Rutgers‒Camden Researchers Publish Paper Examining the Structure of Proteins Linked to Diseases
Rutgers researchers used university resources to study oily regions of proteins and determine what suspects can contribute to diseases
Rutgers‒Camden researchers have written a study bridging the divide between genomics – the study of genetics and proteomics – the study of proteins.
The study titled “Contiguously hydrophobic sequences are functionally significant throughout the human exome” was published in The Proceedings of the National Academy of Sciences (PNAS). The research centers around the connection between gene mutations in protein sequences and diseases.
The research found that mutations tend to occur within the body in oily regions of proteins. This is typical of Mendelian diseases such as Alzheimer’s, Parkinson’s Disease, and epilepsy. For example, there is a known mutation in the protein apolipoprotein E, which packages fats. That mutation increases a person’s risk of late-onset Alzheimer’s. The team used this information, and information about many other mutations, to detect patterns.
“It can be tough to figure out which differences in DNA are important, and what components of our own DNA as humans affect our traits, our health, and disease,” said Grace Brannigan, lead principal investigator, associate professor in the physics department, and program director for the Center for Computational and Integrative Biology at Rutgers‒Camden.
Brannigan and her team first observed the striking pattern while using a supercomputing platform, formerly run by the Rutgers Office of Advanced Research Computing, called Caliburn to identify how mutations in “structureless” proteins could still cause disease. They then checked for the same pattern across all human proteins and found that mutations in the pattern were more likely to cause disease. Their work was made possible by the Busch Biomedical Grant program, designed to enhance biomedical research at Rutgers, which awarded the team a bridging grant in 2019 to fund their research.
During the COVID-19 pandemic, Brannigan, a computational biophysicist whose work focuses on the central nervous system, collaborated with her husband of nearly 20 years, Matthew Hansen, a computational population geneticist at the University of Pennsylvania, while the two were working from home. They brought together their knowledge of their respective fields to work with each other, which proved difficult at times being that each was operating under their own scientific dictionary within their field. To Brannigan, “interaction,” “function,” and “structure” meant one thing, and to Hansen, they meant another.
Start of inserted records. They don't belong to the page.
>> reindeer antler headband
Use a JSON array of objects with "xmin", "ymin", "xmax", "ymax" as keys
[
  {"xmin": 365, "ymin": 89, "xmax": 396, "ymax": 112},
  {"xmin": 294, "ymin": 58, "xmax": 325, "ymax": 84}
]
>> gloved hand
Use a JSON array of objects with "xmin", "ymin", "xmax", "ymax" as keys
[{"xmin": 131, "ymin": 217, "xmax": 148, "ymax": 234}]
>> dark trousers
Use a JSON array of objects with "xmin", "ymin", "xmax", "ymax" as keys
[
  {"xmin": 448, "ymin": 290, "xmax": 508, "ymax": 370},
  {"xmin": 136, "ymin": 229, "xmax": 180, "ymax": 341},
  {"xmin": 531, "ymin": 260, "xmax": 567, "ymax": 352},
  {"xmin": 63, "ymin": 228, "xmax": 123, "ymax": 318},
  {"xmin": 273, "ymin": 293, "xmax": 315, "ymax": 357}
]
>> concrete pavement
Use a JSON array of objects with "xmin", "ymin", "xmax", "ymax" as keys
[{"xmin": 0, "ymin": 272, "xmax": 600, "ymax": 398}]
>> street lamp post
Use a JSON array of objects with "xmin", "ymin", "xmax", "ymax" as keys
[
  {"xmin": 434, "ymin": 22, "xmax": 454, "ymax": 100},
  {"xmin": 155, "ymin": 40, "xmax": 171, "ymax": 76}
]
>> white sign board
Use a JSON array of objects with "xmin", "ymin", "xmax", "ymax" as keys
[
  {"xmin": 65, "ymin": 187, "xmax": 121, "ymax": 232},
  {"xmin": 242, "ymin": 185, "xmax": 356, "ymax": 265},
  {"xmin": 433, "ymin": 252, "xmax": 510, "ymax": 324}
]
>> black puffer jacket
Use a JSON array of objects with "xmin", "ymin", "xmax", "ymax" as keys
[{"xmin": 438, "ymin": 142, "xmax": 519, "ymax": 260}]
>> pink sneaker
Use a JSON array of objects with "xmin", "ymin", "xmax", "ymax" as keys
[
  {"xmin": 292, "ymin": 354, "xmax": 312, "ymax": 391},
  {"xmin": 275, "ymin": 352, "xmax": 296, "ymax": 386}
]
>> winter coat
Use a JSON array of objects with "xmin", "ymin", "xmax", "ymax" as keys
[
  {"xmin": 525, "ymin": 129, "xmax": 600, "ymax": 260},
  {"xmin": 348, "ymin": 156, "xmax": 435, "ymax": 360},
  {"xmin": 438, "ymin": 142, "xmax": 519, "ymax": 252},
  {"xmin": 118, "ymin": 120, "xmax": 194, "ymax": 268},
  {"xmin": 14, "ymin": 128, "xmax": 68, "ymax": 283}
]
Partnering with Brannigan’s Ph.D. student, Ruchi Lohia, they worked through these barriers in terminology and techniques to combine their knowledge and better understand how variations and mutations in DNA are associated with different diseases.
The success of this approach inspired Prof. Brannigan to lead a CCIB team along the same theme of bridging the divide between genomics and proteomics. The team received a $2 million research traineeship grant from the National Science Foundation for an innovative biology program out of the Center for Computational and Integrative Biology at Rutgers‒Camden, titled Codes4Life (C4L). The initiative uses software engineering and artificial intelligence to advance graduate STEM training models preparing the next generation of innovators and pioneers.
In the future, the team may use genomic data from the All of Us Researcher Workbench to look at the oily regions of proteins in more detail. The program is a workbench of the National Institutes of Health (NIH) and enables principal investigators at Rutgers to access electronic health records, physical measurements, genomic data, surveys, and more from a large, diverse database.
Brannigan, Hansen, and Lohia found that when looking at “hydrophobic blobs” – the stretches of amino acid chains that make up oily regions of a protein – in a row, the longer and oilier the regions were, the more likely they were to harbor mutations linked to disease.
“A protein is like a chain of beads, and each bead is an amino acid with its own properties. Some are sticky (or oily) beads, while others are not. When you mutate an amino acid, you are changing the property of an individual “bead” on the chain – its stickiness, size, or shape. Some of those changes don’t matter and others do, and we don’t know why. It’s very natural to consider each bead individually, which is what many people have done in the past, but we found that it’s more useful to look for stretches of the same bead type in a row. What we found is that many very sticky beads (i.e. oily amino acids) in a row signal a region that is likely to have disease-causing mutations,” said Brannigan.
The team’s work could help researchers who have a list of possible suspected mutations that might be contributing to a disease. Any of the mutations that occur in a very oily region of the protein are particularly likely to be disease-causing.
Brannigan and Hansen also worked together with a team of students and postdocs to develop a software, called the Blobulator, which is intended to help researchers simplify the sequence they are studying and hone in on certain regions in order to easily identify mutations.
“There's so much information to look at and the information can be noisy. Our method of conducting research allows us to simplify that information a lot, and when you can simplify information, the statistics become much more practical,” said Brannigan.
Brannigan hopes that the research will help raise confidence in the scientific community about which mutations are likely to cause certain diseases. Genetic testing companies are not allowed to inform patients about risky mutations unless a certain confidence level has been reached. It’s possible that these insights will help patients obtain more high-quality information from their DNA, so they can find out what diseases they are likely to develop in the future. Having this prior knowledge could enable people to take steps to prevent the onset of those diseases.